A neighbour of the man who killed at least 22 people last weekend in Nova Scotia says that police found a list the shooter made—and his name was on it.
Nathan Staples, speaking to the Globe and Mail, said police came to his home past midnight on Saturday in a heavily armoured vehicle and told him about the list.
“The investigator said I was seventh or eighth on the list. I didn’t know what to think,” Staples told the Globe. “He came to apologize. He said, ‘We’re sorry we couldn’t have been there quicker.’ That’s when I got angry.”
VICE reached out to Nathan Staples but has not yet received a response. The RCMP would not confirm whether it found a list or that police went to Nathan Staples' home on Saturday evening, saying it was “way too far into the weeds.”
For more than 12 hours from Saturday night until Sunday morning, 51-year-old Gabriel Wortman—a wealthy Nova Scotian denturist—travelled over 100 kilometres and killed 22 people, some who were known to him. Among his victims were a teacher, a RCMP officer, a retired firefighter, and two health care workers. Wortman was killed by police outside a gas station Sunday morning.

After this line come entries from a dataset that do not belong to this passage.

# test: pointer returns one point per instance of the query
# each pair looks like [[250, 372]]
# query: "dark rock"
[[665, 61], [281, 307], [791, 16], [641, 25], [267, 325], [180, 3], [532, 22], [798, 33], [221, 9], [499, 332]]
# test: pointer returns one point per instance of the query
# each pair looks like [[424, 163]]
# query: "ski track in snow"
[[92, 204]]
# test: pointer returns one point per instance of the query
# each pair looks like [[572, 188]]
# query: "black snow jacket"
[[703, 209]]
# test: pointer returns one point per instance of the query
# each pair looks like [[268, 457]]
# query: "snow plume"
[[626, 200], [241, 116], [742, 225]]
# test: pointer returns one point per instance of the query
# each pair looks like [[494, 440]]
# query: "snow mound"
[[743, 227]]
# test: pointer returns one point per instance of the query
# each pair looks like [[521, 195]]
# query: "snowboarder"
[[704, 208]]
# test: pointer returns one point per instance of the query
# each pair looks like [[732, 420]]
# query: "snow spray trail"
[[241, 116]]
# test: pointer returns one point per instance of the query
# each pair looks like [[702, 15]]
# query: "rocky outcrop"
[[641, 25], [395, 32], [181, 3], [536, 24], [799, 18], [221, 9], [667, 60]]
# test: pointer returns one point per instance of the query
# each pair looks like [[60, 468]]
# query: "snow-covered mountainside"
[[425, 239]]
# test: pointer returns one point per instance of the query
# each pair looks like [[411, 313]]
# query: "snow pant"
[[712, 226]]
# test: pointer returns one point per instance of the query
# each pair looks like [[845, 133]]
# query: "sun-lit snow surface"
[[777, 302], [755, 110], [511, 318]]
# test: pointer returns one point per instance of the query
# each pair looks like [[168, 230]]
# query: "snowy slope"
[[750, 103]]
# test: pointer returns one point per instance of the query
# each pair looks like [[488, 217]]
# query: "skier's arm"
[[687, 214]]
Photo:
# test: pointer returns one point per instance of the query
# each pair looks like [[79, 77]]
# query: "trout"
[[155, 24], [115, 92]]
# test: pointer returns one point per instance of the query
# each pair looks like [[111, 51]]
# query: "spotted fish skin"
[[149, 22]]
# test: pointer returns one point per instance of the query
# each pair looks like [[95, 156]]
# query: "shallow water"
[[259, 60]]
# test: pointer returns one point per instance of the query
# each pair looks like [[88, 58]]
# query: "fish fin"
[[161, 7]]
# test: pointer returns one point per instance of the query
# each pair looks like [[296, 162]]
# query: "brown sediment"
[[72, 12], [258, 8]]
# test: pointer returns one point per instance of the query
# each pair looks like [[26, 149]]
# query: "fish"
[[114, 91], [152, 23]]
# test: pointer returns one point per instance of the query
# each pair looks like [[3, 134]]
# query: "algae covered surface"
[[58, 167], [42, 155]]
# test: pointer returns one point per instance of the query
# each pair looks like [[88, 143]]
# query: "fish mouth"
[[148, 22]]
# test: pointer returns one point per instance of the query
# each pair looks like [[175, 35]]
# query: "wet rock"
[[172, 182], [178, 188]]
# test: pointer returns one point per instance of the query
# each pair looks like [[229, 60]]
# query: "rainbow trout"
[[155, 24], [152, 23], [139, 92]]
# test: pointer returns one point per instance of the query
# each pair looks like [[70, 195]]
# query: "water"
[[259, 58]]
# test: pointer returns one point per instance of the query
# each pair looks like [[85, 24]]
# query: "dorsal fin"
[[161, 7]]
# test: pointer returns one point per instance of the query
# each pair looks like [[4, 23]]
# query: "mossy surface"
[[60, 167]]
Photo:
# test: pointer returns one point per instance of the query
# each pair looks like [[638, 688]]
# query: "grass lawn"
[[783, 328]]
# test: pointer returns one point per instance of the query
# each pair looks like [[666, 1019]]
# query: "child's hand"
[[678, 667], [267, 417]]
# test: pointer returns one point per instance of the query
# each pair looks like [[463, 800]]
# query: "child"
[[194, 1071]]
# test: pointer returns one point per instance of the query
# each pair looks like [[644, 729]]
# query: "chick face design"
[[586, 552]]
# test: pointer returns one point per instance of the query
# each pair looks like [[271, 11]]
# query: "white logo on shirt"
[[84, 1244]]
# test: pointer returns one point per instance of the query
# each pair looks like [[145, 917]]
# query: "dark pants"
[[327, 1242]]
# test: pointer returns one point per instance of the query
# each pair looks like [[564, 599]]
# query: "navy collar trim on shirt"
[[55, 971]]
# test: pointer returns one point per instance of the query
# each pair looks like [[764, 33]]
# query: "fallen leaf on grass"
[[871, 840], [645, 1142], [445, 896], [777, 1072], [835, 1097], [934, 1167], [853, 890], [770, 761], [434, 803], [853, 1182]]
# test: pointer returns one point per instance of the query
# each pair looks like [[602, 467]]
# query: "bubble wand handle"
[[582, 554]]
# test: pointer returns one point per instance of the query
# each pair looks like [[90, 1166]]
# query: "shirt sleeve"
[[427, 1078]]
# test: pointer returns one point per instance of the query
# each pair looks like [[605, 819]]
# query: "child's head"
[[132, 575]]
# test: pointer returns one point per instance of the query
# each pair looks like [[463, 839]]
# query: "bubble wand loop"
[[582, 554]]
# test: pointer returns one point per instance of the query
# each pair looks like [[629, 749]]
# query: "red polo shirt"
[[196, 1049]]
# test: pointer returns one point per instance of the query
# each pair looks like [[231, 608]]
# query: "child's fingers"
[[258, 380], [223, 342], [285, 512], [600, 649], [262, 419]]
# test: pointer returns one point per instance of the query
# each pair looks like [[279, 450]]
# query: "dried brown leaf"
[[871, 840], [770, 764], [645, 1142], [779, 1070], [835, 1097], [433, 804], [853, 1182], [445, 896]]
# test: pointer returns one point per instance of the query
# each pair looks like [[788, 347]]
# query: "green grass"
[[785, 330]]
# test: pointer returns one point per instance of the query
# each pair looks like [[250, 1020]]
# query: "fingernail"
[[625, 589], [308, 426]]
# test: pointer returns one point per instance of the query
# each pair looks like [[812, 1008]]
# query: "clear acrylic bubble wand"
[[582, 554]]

The motive of the killings is still unknown. Staples told the Globe he didn’t know why he would be on the list—other than he didn’t sell the shooter a retired police cruiser. He described the RCMP’s handling of the situation as a “royal screw-up.”
“How was this allowed to happen?” Staples said. “How could they not stop it? How could this go on for more than 12 hours, when this guy was still out there, shooting people?”
The RCMP’s actions during this timeframe is being strictly scrutinized, especially for not sending out an emergency alert to people’s cellphones that could have saved lives.
Nova Scotia’s Serious Incident Response Team (SIRT) is also investigating two incidents during the investigation in which officers fired their weapons, including when the suspect was killed Sunday morning. In a separate incident, two officers fired near a fire hall used to register people evacuated from their homes in Portapique. Four people were in the hall at the time.
Pat Curran, SIRT’s interim director, told VICE they were investigating the use of firearms by two RCMP officers near the hall.
“There were shots fired. They were in the area of the hall,” said Curran. “As to what they were shooting at we don’t know. I’m not prepared to discuss the number of shots at this point.”
In a Facebook post that’s since been deleted because it was being used by conspiracy theorists, Onslow Belmont Fire Brigade confirmed that “around 10:30 a.m. there was gunfire at our hall and the gunfire caused considerable damage to our property, including taking one of our trucks out of service. The post said that video surveillance did not capture the actual gunshots or the suspect but did show two RCMP officers enter the property.
"One of these people enters our hall at the front but no one who is sheltered inside the hall spoke with the people/person resembling the RCMP officer so we (cannot) confirm why they were there. No one identified themselves as an RCMP officer. They left our property shortly after the gunfire,” the post said. “Fortunately no one was physically injured.”
At a Wednesday press conference, police said that the killer didn’t have a firearms licence; how he obtained his weapons and his authentic police uniform are “key parts of the investigation.” Police said that while the killer acted alone during his killing spree, they are also investigating if he was aided in the lead-up to his crimes.
The RCMP is also facing stiff criticism for only using Twitter and Facebook to send out an emergency alert. In a meticulously reported article, the Halifax Examiner outlined how poor communication and a bureaucratic system led to them not being able to issue an emergency alert to people’s phones in time to save lives.
“Somebody within the Royal Constabulary fucked up big time,” Glen Canning, a former emergency communications coordinator for the province, told the Examiner. “And relying on fucking Twitter of all things.”
Wentworth resident Heather Matthews told the CBC that she believes an alert would have saved her friend, Lillian Hyslop, who was killed while out on her morning walk.
"If we were all given that security alert for northern Nova Scotians to lock your doors, she would have been home," Matthews told the CBC. "She would have been safe in her house. She wouldn't have gone out for a walk."